Fundulus nottii, the bayou topminnow or southern starhead topminnow, is a fish of the family Fundulidae found in the southeastern United States.

==Description==
It is a small topminnow with a sub-ocular teardrop, a terminal to superior mouth, and a rounded caudal fin. The top of the head is flat, with the large scale (located just anterior to a line between the eyes) overlapped by the pair of scales just behind it. The lateral line is absent, and there are 11 preoperculomandibular pores. The sensory pores are fused. There are 7-8 dorsal rays, 9-10 anal rays, 11-12 pectoral rays, and 6 pelvic rays. During the breeding season males develop prickly contact organs on the anal fin. The Largest reported specimen was 65mm (2.6 in) long. They are sexually dimorphic. Both sexes have a back that is olive green with a thin dorsal stripe, sides that are white or silver with an iridescent blue or silvery overlay, and a dark, iridescent blue-green suborbital teardrop. Males have vertical black bars and irregular horizontal rows of red-brown spots. Females have horizontal flank stripes. Fins have a reddish-brown color.

==Diet==
Although not much is known about its biology, the bayou topminnow is presumed to feed near the surface, where it consumes drifting organic matter, insects, and other animals associated with the water surface.

==Habitat==
Bayou topminnows occur in and around shoreline vegetation of clear lakes and ponds, backwaters, and overflow pools of large rivers.

==Reproduction and life cycle==
As with other topminnows, this species presumably has a spawning season that peaks in May or June, more protracted seasons may occur in some areas.

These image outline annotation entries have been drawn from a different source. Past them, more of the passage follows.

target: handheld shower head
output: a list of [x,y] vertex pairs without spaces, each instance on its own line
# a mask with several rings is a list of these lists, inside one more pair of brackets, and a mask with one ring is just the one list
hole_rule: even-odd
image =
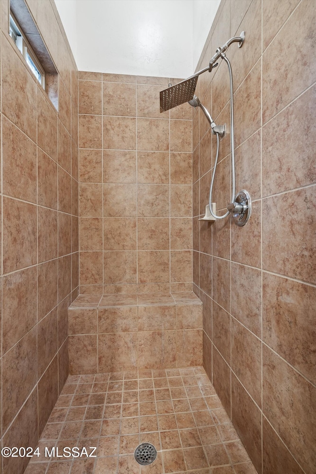
[[197,97],[196,95],[194,95],[193,99],[188,101],[188,103],[190,105],[192,105],[193,107],[194,107],[195,109],[196,107],[198,107],[201,103],[199,101],[199,99]]

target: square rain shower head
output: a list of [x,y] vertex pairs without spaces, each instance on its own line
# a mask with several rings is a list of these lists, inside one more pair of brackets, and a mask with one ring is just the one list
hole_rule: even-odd
[[178,82],[160,93],[160,111],[164,112],[193,99],[198,76]]

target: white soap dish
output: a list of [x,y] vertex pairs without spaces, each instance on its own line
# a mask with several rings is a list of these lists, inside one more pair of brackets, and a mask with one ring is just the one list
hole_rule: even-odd
[[[216,213],[216,203],[212,202],[212,210],[213,211],[213,214]],[[215,221],[216,220],[215,217],[213,217],[212,214],[211,214],[211,211],[209,210],[209,205],[207,204],[207,206],[205,206],[205,215],[204,217],[201,217],[201,219],[198,219],[199,221]]]

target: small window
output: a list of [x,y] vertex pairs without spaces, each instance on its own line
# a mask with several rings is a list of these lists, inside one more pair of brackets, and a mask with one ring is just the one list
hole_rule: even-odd
[[43,89],[45,89],[45,71],[40,66],[34,51],[12,13],[10,15],[9,33],[32,73]]

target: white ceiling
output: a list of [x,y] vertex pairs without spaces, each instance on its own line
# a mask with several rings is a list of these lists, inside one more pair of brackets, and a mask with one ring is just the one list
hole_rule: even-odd
[[220,0],[55,0],[80,71],[193,74]]

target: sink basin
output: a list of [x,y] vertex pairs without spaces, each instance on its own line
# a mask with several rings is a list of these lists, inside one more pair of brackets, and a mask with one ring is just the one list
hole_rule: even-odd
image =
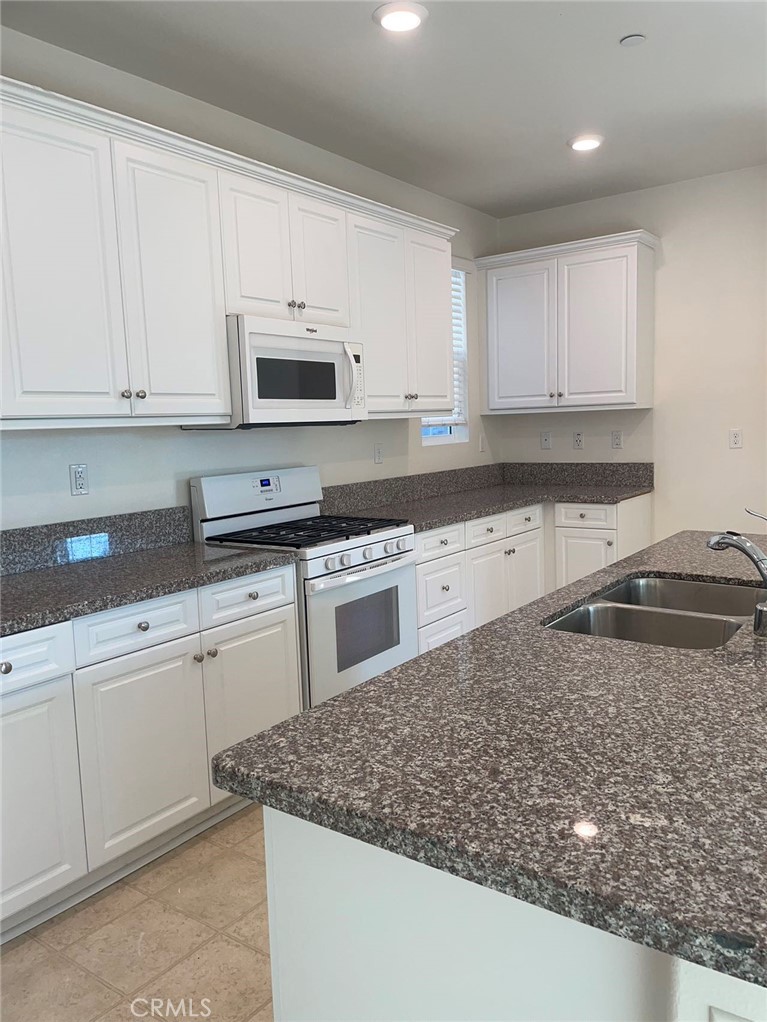
[[682,582],[679,578],[628,578],[604,593],[601,599],[638,607],[722,614],[725,617],[751,617],[756,605],[767,600],[767,590],[754,586]]
[[551,621],[547,628],[603,639],[628,639],[652,646],[673,646],[676,649],[717,649],[742,628],[745,620],[674,613],[620,603],[587,603]]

Larvae of this species has not yet been described.

==Distribution==
The bayou topminnow is found from the Brazos River drainages in Texas east through the Gulf Coastal Plain and the Mobile Basin.

==Species description==
This species was described by as Zygonectes notti in 1854 by Louis Agassiz with the type locality given as Mobile, Alabama. The specific name honors the surgeon and anthropologist Josiah C. Nott (1804–1873) who sent Aggasiz the type from Mobile.